November 19, 1992

Let's give Reps. Helen Delich Bentley and Benjamin Cardin credit where it is due.

The recently re-elected members of Congress not only traveled to Linthicum for the Anne Arundel Trade Council's annual fall membership dinner last week, they did their best to show county residents they will not be forgotten now that they do not have their own congressional representative.

Attending the dinner was a smart thing for them to do. Almost two weeks after the election, Anne Arundel residents remain suspicious that redistricting -- which fractured their single congressional district into parts of four other ones -- has left them in the keeping of representatives whose main concerns lie elsewhere. Mrs. Bentley, R-2nd, and Mr. Cardin, D-3rd, tackled that fear head-on, pledging not to make Anne Arundel an "orphan" and spending an hour answering questions.

Unfortunately, their message was mangled by the absence of Anne Arundel's other two congressmen-elect, Wayne Gilchrest, R-1st, and Steny Hoyer, D-5th. Not attending or even sending a representative wasn't a smart move.

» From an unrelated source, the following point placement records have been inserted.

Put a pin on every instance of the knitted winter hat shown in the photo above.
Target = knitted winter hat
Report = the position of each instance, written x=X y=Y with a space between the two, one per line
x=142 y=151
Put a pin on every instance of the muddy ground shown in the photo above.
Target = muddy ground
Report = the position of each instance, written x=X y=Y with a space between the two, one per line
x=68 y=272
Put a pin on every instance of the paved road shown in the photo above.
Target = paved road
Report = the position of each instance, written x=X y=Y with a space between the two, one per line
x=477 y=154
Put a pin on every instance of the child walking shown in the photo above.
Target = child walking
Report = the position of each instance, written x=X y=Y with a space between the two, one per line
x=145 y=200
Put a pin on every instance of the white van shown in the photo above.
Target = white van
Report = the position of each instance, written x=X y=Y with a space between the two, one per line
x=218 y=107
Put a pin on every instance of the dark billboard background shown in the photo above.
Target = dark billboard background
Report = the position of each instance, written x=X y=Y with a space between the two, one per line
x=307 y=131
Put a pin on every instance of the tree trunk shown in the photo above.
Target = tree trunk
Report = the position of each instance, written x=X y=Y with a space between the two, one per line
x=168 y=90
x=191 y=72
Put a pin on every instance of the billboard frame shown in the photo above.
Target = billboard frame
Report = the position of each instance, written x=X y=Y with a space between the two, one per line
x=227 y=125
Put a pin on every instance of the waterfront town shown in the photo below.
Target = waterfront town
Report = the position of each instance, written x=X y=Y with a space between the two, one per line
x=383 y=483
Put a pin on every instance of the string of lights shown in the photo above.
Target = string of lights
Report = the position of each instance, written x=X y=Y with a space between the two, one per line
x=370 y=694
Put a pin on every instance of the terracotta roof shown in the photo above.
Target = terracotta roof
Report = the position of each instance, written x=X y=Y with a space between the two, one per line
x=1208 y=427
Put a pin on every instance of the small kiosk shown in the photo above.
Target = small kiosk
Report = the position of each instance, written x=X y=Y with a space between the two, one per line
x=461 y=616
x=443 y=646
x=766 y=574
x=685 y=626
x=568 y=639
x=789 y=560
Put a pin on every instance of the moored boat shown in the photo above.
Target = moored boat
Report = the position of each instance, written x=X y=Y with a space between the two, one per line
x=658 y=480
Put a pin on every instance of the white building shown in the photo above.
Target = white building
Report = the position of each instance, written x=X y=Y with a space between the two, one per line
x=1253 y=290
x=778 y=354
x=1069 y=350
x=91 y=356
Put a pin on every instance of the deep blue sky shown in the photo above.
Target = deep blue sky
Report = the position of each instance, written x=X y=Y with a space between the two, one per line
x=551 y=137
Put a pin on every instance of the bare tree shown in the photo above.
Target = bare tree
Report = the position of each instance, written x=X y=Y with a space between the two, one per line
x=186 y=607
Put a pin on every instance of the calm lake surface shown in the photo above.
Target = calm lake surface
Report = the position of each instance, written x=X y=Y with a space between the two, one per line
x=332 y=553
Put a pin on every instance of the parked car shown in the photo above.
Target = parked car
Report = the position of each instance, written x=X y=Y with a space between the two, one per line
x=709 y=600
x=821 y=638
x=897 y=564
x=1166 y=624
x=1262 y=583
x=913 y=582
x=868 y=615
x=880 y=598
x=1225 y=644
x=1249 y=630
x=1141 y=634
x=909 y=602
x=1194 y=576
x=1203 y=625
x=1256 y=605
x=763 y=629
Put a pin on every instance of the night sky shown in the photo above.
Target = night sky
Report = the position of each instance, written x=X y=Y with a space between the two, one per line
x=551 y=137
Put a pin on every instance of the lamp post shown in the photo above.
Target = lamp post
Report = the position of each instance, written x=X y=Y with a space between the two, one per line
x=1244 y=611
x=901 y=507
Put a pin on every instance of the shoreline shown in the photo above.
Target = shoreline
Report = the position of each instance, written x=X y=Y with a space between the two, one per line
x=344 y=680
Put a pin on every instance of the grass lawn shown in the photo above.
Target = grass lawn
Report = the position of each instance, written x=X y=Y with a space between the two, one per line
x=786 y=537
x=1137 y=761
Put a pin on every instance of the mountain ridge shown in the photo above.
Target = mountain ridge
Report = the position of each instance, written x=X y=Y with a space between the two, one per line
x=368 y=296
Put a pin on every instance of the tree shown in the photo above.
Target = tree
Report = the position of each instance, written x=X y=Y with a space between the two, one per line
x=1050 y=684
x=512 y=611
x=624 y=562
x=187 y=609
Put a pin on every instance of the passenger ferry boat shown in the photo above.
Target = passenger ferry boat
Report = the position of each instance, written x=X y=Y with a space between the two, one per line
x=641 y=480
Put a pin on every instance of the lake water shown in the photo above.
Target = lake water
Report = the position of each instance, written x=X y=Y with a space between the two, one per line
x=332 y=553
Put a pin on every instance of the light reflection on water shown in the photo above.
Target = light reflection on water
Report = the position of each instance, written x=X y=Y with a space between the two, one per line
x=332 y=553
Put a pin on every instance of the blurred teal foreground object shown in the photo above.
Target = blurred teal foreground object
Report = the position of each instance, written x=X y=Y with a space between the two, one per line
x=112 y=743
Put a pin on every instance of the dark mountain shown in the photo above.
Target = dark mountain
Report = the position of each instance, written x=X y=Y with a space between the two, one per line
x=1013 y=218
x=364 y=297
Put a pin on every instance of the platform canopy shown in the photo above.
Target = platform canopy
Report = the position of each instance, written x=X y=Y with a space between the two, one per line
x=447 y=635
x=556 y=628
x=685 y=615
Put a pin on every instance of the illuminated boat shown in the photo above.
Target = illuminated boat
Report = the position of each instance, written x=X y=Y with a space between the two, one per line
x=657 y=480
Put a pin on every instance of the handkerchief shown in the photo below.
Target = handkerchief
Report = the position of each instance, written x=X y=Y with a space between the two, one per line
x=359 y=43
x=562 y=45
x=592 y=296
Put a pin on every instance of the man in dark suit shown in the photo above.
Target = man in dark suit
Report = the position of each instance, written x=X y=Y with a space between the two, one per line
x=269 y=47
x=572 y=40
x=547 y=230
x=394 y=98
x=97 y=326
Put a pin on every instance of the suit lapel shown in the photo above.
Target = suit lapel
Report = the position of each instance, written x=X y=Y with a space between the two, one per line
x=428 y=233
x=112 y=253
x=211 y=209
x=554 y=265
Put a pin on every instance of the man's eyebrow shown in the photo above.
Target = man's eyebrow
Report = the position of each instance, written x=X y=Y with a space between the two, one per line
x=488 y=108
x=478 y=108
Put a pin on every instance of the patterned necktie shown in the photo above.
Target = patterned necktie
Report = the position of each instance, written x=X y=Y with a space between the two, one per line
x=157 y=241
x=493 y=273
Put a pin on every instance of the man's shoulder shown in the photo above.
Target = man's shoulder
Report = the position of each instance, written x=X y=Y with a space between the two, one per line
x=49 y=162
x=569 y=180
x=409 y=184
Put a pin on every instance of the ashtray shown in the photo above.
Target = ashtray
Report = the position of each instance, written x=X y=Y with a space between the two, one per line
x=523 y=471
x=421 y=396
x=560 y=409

Mr. Gilchrest had prior appointments, and Mr. Hoyer was traveling with the Democratic congressional leadership to meet new members -- both legitimate excuses. But considering the touchiness of the "orphan" issue, and that together they represent three-fourths of the county, Messrs. Hoyer and Gilchrest should have sent emissaries as a sign of commitment -- not just to the local business community, but to an entire county looking for reassurance. As one who has voted pro-business more than anyone else in the delegation, Mr. Gilchrest especially should have made sure he was represented.

Even more than Mr. Cardin and Mrs. Bentley, Mr. Hoyer and Mr. Gilchrest have made a point of trying to reassure Anne Arundel residents that redistricting will not hurt them. Mr. Gilchrest, who lives across Chesapeake Bay, said repeatedly during his campaign that geography doesn't matter. Mr. Hoyer intones that four congressmen will do more for the county than one.

They have plenty of time to prove they're right. For now, though, Anne Arundel still feels it was done dirty when the maps were redrawn. If the politicians want to win countians' trust, they had better not ignore them.